Some heads nodded, others were shaken dubiously; other voices were lifted, spoke together and drowned each other out. A sullen silence fell, abruptly. Old Guns, in a calming tone, said a few words. Jun grunted, did not appear convinced, but held his peace. “I have a guest — you see him sitting next to Norna on the bench,” said Old Guns. “His name is Ran Lomar, and the Guild Misters have sent him here from Outside to see if he can get more redweed made.”
All eyes turned toward Lomar, who arose and said, “It would help all of us …”
The great white beard of the Mister Dominis w
as thrust forward. “Never has the Guild Misters helped us. They’s leaved our dad’s dads here to eat the dirt and feed the rorks,” he rumbled. “More redweed, says? Ha! They makes medicines with weed, but does they give it here? No! And so we perishes with fever….”
A mutter of assent went around the group.
“Be’s they going to give us guns or gunmakings for more weed?” demanded someone so young as to be still beardless, but whose close likeness to the thick-browed and hooknosed face of the Mister Hannit left little doubt that he was his son; and again there was the mutter of assent.
With intended tact, Lomar began to talk of ways that production could be increased; if the gatherers would hack off the redwing stalks as soon as they pulled the plant, then their loads would be lighter —
The men laughed scornfully. “We knows that the Tame turds as licks your dirty plates up to North hasn’t the sense to do that,” young Hannitt said. “But we has. And we does. What’s else ye has to tell us, Guildsman?”
Nonplussed, he had nothing else at that moment to tell them, and while he stood there, gaping, the Wild men turned away from him. Angered at his own incapacity and at their insolent indifference, so different from the deference which the Tame Tocks accorded, he felt his rage coloring his face. While they muttered and grunted together, he thrust aside the curtain and passed through the anteroom to the outdoors.
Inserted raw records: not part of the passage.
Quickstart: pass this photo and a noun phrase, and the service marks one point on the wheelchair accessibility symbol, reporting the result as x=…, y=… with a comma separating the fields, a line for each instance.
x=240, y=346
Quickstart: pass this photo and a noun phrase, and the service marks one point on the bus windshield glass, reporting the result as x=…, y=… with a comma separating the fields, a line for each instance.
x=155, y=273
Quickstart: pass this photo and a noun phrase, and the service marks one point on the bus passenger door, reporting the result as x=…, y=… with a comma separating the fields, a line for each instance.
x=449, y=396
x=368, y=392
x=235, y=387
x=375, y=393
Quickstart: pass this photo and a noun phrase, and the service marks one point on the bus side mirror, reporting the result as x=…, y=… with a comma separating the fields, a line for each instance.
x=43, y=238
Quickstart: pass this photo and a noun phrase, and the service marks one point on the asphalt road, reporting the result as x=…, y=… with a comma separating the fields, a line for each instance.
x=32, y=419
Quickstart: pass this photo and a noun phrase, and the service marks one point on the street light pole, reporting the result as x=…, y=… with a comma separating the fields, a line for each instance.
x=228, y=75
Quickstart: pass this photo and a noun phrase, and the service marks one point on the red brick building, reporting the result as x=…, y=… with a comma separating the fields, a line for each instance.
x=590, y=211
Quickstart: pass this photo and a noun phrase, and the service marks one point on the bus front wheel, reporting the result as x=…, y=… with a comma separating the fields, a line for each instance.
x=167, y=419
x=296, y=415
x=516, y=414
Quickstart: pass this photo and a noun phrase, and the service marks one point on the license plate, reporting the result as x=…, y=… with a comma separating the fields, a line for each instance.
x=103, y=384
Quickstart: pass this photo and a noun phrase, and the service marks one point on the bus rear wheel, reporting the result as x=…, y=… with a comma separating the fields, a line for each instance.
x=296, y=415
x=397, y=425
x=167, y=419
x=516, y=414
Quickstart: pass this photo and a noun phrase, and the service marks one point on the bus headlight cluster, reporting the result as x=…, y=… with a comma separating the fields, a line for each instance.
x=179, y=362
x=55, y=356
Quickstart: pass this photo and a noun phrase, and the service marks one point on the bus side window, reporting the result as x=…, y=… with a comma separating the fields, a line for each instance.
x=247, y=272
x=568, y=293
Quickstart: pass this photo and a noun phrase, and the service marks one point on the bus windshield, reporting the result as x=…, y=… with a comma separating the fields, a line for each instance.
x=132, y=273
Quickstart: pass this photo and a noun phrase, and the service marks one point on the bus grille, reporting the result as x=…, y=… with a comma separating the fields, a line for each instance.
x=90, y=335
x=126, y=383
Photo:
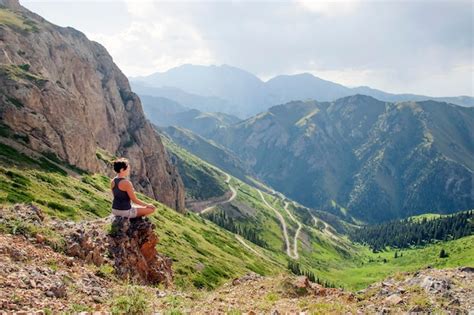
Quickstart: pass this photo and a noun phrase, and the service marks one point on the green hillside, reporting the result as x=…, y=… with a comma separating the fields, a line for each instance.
x=201, y=180
x=323, y=247
x=189, y=240
x=360, y=157
x=193, y=242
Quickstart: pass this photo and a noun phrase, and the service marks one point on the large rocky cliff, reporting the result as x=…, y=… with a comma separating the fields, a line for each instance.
x=62, y=93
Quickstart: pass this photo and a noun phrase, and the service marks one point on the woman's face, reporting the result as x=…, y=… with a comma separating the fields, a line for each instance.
x=127, y=171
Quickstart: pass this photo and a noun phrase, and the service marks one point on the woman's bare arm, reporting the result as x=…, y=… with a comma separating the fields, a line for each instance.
x=131, y=193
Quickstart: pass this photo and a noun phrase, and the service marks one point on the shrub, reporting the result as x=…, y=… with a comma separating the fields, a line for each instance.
x=135, y=300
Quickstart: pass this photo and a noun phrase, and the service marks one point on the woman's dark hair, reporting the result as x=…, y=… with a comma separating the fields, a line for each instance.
x=119, y=164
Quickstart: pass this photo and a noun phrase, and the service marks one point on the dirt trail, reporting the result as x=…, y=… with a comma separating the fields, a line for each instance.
x=283, y=225
x=232, y=197
x=297, y=233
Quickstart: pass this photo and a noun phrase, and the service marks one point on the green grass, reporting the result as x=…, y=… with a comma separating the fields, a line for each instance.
x=16, y=21
x=201, y=180
x=372, y=268
x=204, y=255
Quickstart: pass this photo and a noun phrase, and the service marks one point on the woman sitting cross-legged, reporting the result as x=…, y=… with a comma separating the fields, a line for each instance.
x=124, y=194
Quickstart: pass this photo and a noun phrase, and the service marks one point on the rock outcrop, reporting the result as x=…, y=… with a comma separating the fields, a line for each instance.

The camp — every Wild Tock town was called a “camp” — stood on a hilltop from which, through a break in the black cascade of cliffs to the South, the ocean could be seen, the black dot of a boat passing slowly along.
The wind was wet and cold and grew colder. Three women passed along the trail below, bent beneath their loads of firewood; a boy came out of a low-roofed hut with several small and gutted fish impaled on a stick and took them into another. Most of the houses huddled together, some almost touching. Spindly, shrill children ran along the narrow lanes; and a half-grown boy, seeing Lomar looking on, numbly, spat in his direction, and wiped his mouth on his ragged sleeve. The “Wild” Tocks! Was there anything more for him here in the rugged South than in the dull North? There did not seem to be. There did not seem to be at all.